O. J. Simpson wurde einst nicht nur für seine genialen touchdowns geliebt, sondern auch für die Illusion, die Trennung zwischen Schwarzen und Weißen überwunden zu haben. Jetzt ist er wieder „Schwarzer“ – und es soll nach dem Willen der Pilger zu seinem Besten sein. In den letzten Monaten verging kaum ein Tag, an dem O. J. Simpson nicht Thema in den Medien war. Nach dem ersten dramaturgischen Höhepunkt, der Live-Übertragung einer grotesken Verfolgungsjagd über die Highways von Los Angeles (Zuschauer: 95 Millionen) und unzähligen Titelstorys, Essays, und Kommentaren in Zeitungen und Wochenschriften wie Time, Newsweek, The New Yorker, New York Review of Books oder New Republic schwappte der Fall im August wieder ins Gefilde der Boulevardpresse, Radio-Talk-Shows und TV-Klatschmagazine zurück.

In der letzten Woche stieg auch die Aufmerksamkeit der seriösen Presse wieder: Exklusiv-Interviews mit OJ's Mutter und Nicoles Eltern konkurrierten mit Live-Bildern über die Landung der amerikanischen Truppen auf Haiti. Wenn heute in Los Angeles schließlich der Prozeß gegen Orenthal James Simpson beginnt, dann zeichnen sich wieder Rekordeinschaltquoten ab. Über 100 Millionen Amerikaner, so schätzt man, werden anläßlich der Höhepunkte – Simpsons Aussage, Schlußplädoyers, Urteilsverkündung – vor dem Fernseher sitzen.

Wie ein Politiker vor der TV-Debatte

Die Hauptdarsteller haben sich auf den Prozeß vorbereitet wie Präsidentschaftskandidaten auf die entscheidende TV-Debatte. Staatsanwältin Marcia Clark, dem Volk durch die Übertragung der vorgerichtlichen Anhörung bereits bestens bekannt, probte ihre Verhandlungsstrategie in einem simulierten Prozeß. Die Testpersonen auf der Geschworenenbank sollen Gerüchten zufolge negativ auf die Anklägerin reagiert haben.

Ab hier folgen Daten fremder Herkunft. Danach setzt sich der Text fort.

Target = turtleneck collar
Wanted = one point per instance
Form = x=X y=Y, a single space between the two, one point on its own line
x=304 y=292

Die Phalanx der Simpson-Verteidiger, geführt von den beiden High-Society-Staranwälten Robert Shapiro und Johnny Cochran, hat ihre taktischen Optionen ebenfalls nach den Gesetzen der Werbebranche an verschiedenen Zielgruppen „unechter“ Geschworener getestet. Kollegen haben – erwünscht oder unerwünscht – letzte Ratschläge erteilt. Die Staatsanwältin sollte etwas mehr Wärme ausstrahlen, hieß es an die Adresse Marcia Clarks. Shapiro wurde nahegelegt, während der Verhandlung auf Siegelringe, Krawattennadeln und aufdringliche Anzugfarben zu verzichten. Nun haben die Mimik der Staatsanwältin und die Accessoires des Verteidigers zweifellos wenig mit der Frage von Schuld oder Unschuld des Angeklagten zu tun. Doch Imagepflege ist in diesem Prozeß mindestens so wichtig wie die (Re-)Konstruktion von Wahrheit.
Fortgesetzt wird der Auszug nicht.